ハーメルン
神羅計画-Lekage‐ 不死を求めた老獪の不始末で死にかける学生達
漏洩
「魅傀は、境夜にゃんが好きにゃ。初めて会ってからずっとずっと、会えるのをずっと待ってたにゃあ。だから、やらなきゃいけないことが終わるのも、待っていられるにゃ。」
「……」
「…………ダメ、ですか?」
「………………お友達からで」
デカい図体から発したとは思えないヘタレ極まる雑魚回答。万死に値する貧弱な返答。曲げればへし折れるような骨粗鬆症のような、在って無いような骨のある返しに、魅傀は。
「にゃあ」
満面の笑みで返した。
外部から見れば救いようの無いマイナス千点の答えでも、恋する少女には充分魅力的に映ったらしい。
一方、この様子を離れた場所から見守っていた
銀河
(
うちゅう
)
と他二名は。
「おい、何だいこの青春ドラマみたいな状況は。何でガキの惚れた腫れたをあたしゃ見せられてるんだい」
「いや~実は昨日、みけみけがきょーちゃんと結婚したいくらい好きだって~聞いちゃったんだー。ねえひひろん!」
「……う、うん」
自分の一生には既に金輪際関係がない若さと青春を見せられてイラついている醜悪な老婆と、唐突なラブコメをキラキラした表情で見ている魔法少女志望の女子高生と、境夜から離れたことで冷静さを取り戻して、ついでに自分の行いを振り返って自己嫌悪に潰されそうになってい体育すわりの児幼児体系jkという、老廃物が混ざった三者三様の状態だ。
「やっぱり高校生活には、彼氏が欲しいよね~」
「あたしは、そんなものいらない……こんなあたしが彼氏なんてつくっても、きっと勘違いで銃口を向けるんだ…アハハ……」
「うわあ……めっちゃ卑屈」
「ウチは恋愛禁止はしてないが、あんまりいちゃ付くと鬱陶しいし、校則に追加しようかねえ」
「なにそれ横暴! それは横暴だよ校長先生! 自分が喪った青春を、未来ある若者からも没収するのは良くないと思う!」
「何言ってんだい。学生の本分は勉強だよ。余計なもんに意識が取られないようにしてやる有難い配慮だよ感謝しな!」
「取り上げ教育反対! 失敗も出来ない環境じゃ、失敗した時に立ち直る練習も出来ないと思います。そんな人間ばっかりになったら、もし次に神災が起こったら被害者は復興する力も持たずに死んじゃうよ!」
「知るかいそんなもの。生きるか死ぬかを窮地で選択出来ない人間なんざ、酸素を減らしてまで生きる価値もないよ!」
「鬼! 悪魔! 妖怪若者妬み‼」
「…………なんて謝ればいいんだろうこれ……。魅傀にも神条くんにも……ああ……」
一方がラブコメしている裏で、なんとも視界に入れるのが躊躇われる光景だ。だから、ラブコメに一区切りつけた魅傀が満面の笑みで現れたのは、この陰鬱に終止符を打つ良いきっかけになる。

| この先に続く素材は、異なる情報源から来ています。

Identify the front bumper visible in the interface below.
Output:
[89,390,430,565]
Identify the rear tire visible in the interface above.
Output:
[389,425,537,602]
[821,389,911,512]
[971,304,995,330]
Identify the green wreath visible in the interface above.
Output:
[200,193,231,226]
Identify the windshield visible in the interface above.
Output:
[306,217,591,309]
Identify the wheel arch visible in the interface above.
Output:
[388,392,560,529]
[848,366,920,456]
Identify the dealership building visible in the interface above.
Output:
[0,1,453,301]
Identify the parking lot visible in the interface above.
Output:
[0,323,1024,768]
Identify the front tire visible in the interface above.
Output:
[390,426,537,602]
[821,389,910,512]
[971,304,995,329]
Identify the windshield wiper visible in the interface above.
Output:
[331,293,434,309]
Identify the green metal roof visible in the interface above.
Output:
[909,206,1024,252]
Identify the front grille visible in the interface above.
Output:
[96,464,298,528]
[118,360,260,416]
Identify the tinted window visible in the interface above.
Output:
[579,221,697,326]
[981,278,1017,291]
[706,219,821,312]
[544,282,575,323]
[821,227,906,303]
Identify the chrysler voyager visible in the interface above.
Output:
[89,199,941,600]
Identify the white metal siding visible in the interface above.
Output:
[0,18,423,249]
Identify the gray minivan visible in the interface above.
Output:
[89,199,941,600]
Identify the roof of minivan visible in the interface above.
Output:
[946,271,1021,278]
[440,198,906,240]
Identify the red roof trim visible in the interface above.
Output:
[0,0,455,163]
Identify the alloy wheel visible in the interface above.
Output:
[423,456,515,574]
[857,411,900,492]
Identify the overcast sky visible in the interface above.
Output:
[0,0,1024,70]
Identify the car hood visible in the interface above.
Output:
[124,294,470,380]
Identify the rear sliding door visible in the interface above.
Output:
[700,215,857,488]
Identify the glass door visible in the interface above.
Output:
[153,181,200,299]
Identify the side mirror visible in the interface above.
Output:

「みんなー。境夜にゃんがカレーご馳走してくれるってー! みんなで食べるにゃんー!」
太陽のような笑みだ。今は効かないが、きっといつか浄化系の魔術の一つになるのだろう。
「―ちょ、誰かこのネコミミをあたしから離しな! 溶ける‼」
「ああああああああああ…………!」
「あー。ひひろんがもう溶けちゃったよ……」
「……にゃ?」
……溶けるのは予想外なのである。
昨夜、夜で歩いていた悪い子が二人いる。消灯を破って、挙句キャメラを没収された男は悲しみに濡れて枕とパンツを汚して、朝もばっちり寝坊していた。